Cardinal Francis George was not available for comment Tuesday but the Archdiocese of Chicago released a statement, saying, “Our prayers are with Fr. Mallette for his recovery and for the people of St. Margaret of Scotland Parish.” Parishioners plan to show their support at a 6 p.m. mass on Thursday.
The priest is a former boxer who still leads every mass at St. Margaret’s and takes an active role in after school programs designed to keep kids off the streets. “I just love this parish, love the people, love what we got goin’,” he said in a 2005 interview with the Sun-Times.
In a neighborhood troubled enough that a 16-year-old boy survived a shooting in the church’s basement in 2008, Tuesday’s attack wasn’t the first time violence has been directed against Mallette.
When two homeless men broke into his bedroom in 2002, he fought them off, he recalled in the 2005 interview.
They “said, ‘Get up, old man.’ In my f-----’ room!”, he recalled. “I’ll never forget that as long as I live. About three in the mornin’ I hear this, ‘Get up old man.’ I look over and it’s two guys with hoods on. I said, ‘I’m not gonna let these bastards shoot me,’ so then I threw myself at ‘em. And they went flyin’ out this door and I shoved a chair in front of it, and then I went to call the cops and they had cut the phones. It was scary. They just left.”

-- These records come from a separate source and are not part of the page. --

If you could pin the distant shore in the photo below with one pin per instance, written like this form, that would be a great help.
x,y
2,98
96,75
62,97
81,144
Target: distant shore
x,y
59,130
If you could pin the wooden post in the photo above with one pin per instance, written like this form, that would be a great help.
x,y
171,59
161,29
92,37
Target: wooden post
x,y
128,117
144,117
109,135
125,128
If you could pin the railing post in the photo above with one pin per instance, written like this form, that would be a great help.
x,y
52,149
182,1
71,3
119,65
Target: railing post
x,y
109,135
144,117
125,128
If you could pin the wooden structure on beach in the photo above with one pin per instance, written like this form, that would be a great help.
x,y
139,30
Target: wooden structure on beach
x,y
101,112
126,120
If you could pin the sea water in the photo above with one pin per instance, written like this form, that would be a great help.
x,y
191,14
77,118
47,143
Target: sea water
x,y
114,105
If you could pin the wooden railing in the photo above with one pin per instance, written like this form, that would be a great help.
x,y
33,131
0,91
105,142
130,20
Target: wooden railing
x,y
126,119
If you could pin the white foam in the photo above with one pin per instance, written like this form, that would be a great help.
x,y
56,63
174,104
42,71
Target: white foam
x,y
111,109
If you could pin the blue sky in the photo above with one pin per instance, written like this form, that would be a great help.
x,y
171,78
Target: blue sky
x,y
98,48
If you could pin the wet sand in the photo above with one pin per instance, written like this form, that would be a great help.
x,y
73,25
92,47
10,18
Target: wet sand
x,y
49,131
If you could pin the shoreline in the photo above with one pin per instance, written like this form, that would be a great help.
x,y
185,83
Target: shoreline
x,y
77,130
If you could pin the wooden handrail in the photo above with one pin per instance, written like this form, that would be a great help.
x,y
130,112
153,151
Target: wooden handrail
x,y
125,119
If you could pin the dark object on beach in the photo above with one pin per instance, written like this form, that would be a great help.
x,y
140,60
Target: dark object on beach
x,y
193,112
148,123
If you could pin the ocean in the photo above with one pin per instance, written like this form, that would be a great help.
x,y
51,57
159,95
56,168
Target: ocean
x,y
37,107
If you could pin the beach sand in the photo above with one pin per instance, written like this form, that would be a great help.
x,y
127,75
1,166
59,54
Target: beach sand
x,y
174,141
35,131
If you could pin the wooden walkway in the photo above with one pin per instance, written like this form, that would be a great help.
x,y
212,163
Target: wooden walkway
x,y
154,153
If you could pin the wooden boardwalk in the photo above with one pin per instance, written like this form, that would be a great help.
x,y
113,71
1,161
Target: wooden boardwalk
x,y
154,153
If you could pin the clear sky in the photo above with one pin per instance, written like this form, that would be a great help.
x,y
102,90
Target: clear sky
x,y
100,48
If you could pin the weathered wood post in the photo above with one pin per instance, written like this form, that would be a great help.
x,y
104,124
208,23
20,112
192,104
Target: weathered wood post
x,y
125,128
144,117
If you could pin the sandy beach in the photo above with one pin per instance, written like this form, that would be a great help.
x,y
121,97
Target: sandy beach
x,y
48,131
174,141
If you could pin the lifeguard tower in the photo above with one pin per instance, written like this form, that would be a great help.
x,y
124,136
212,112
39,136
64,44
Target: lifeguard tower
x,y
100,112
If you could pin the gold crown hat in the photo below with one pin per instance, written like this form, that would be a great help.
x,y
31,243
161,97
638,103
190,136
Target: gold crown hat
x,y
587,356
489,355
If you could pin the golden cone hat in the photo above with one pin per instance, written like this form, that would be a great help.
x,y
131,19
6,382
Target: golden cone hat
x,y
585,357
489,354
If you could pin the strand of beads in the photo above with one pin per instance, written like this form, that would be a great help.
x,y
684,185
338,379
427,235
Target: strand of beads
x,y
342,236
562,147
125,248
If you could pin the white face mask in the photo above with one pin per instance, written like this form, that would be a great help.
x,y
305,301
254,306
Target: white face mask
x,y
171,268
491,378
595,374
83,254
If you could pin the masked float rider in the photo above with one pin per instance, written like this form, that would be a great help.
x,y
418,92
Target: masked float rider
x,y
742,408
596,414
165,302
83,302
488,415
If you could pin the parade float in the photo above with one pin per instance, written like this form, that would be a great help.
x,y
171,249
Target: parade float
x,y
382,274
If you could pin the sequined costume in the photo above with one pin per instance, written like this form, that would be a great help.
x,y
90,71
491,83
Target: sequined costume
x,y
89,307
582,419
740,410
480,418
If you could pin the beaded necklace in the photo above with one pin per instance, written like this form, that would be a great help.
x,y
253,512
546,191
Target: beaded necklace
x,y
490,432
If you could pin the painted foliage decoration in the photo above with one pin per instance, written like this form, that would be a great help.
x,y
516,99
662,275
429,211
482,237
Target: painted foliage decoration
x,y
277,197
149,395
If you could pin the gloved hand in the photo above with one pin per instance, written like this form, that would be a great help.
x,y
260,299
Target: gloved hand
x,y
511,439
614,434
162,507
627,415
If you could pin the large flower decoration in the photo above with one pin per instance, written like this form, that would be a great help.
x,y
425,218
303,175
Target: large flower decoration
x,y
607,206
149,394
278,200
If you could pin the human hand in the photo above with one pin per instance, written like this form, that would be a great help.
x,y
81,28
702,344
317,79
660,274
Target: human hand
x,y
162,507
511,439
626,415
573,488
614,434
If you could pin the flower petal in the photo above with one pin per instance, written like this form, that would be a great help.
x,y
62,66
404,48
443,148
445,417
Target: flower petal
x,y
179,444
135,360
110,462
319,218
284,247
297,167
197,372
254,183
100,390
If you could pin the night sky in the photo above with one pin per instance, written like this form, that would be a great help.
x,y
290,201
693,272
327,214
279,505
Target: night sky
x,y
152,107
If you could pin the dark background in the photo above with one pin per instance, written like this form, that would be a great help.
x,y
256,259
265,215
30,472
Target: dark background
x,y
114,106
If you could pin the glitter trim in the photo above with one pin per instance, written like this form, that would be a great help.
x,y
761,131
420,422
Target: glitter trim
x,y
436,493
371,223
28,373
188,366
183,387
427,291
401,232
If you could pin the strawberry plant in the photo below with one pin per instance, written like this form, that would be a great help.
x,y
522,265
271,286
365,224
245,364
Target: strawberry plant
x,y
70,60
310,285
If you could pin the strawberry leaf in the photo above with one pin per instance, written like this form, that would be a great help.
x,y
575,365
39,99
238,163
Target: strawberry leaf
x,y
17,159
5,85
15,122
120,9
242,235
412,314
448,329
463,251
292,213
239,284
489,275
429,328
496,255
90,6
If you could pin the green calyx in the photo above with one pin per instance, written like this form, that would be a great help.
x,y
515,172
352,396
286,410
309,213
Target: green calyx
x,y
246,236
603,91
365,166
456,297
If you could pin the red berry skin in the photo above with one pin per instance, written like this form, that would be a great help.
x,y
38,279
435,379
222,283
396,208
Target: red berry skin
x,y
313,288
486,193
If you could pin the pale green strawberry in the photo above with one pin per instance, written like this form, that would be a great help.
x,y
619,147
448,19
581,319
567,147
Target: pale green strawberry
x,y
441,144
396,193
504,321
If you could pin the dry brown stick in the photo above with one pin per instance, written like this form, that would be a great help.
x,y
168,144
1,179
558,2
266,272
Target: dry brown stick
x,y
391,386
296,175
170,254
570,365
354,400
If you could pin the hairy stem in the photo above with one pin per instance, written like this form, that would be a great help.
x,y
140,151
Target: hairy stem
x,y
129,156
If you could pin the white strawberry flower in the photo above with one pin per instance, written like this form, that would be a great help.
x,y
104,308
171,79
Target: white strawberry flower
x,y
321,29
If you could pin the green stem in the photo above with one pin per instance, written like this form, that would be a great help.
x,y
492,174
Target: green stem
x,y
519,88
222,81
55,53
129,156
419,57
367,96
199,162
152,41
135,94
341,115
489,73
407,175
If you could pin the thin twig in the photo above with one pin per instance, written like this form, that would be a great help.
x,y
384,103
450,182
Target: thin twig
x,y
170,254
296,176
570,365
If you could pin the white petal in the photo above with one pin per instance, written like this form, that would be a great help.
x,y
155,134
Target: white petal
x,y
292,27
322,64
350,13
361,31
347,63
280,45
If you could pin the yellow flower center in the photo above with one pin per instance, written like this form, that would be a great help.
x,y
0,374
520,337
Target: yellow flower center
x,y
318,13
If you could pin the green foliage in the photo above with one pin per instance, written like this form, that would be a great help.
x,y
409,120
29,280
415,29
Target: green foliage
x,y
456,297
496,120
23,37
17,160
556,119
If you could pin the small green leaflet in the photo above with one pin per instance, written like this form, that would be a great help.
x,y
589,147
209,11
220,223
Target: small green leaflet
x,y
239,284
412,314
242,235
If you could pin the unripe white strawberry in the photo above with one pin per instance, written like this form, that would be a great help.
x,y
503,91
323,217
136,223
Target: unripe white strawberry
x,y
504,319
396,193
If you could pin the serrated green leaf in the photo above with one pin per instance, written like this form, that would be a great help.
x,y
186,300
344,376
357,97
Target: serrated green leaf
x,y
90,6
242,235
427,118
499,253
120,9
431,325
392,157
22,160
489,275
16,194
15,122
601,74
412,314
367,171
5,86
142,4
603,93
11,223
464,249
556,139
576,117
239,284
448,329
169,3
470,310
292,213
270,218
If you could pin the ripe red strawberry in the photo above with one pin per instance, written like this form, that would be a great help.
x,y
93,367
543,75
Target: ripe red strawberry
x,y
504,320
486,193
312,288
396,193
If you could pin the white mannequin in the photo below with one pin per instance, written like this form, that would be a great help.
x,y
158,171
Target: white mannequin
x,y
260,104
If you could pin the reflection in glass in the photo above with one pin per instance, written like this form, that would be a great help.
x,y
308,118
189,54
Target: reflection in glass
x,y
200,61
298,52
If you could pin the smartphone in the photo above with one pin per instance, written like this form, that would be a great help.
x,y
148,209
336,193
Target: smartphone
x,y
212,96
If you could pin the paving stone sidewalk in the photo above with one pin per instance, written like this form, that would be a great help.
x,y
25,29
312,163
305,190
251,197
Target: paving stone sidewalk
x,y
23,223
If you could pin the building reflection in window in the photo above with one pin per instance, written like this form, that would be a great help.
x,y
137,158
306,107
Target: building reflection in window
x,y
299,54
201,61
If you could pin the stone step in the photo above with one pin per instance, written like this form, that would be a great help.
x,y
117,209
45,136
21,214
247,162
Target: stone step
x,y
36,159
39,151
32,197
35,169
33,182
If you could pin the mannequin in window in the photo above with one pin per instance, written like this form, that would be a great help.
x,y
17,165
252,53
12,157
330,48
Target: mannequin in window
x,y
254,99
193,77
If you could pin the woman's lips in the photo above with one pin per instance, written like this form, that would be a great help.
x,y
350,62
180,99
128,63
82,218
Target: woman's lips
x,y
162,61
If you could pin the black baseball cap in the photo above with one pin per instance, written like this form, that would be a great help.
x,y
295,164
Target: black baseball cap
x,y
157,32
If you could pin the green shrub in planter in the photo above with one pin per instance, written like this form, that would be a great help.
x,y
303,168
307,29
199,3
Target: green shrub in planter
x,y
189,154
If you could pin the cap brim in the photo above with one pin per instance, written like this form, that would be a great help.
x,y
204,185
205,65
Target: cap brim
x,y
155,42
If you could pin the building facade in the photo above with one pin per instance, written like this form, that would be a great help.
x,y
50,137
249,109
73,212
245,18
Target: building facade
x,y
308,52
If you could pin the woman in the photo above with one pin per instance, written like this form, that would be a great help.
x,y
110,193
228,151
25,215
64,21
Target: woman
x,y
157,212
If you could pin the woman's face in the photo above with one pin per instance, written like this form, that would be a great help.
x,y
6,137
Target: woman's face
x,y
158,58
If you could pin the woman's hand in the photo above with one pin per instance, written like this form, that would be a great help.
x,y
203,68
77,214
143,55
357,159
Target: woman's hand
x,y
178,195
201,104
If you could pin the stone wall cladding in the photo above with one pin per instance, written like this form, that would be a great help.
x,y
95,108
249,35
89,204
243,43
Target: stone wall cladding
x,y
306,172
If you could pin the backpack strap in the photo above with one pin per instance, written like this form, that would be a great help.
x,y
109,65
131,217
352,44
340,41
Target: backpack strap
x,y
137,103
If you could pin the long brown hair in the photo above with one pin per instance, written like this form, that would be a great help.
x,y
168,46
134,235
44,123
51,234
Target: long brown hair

A huge Bears fan and still close to many in the boxing trade, he worked the corner for South Sider Johnny Lira in a 1979 World Lightweight titlefight. He beat a serious drinking problem in the 1970s and joked in 2005 that he’d missed a crucial chance to advance his career “thanks to Cutty Sark! I always say that if I wasn’t drinking at that time, I would probably be the cardinal.”
Catania said Tuesday that the priest’s work for social justice in the predominantly African-American community had kept white former parishioners who’ve moved to other neighborhoods coming back, every Sunday.
“It’s all him — if he died tomorrow, we’d see the congregation dry up,” Catania said. “He’s the embodiment of everything that you expect a priest to be.”
The money the robbers stole was intended to help feed the poor, he added.
“If they’d just rang the doorbell and asked for help, he’d have helped them — he helps everyone.”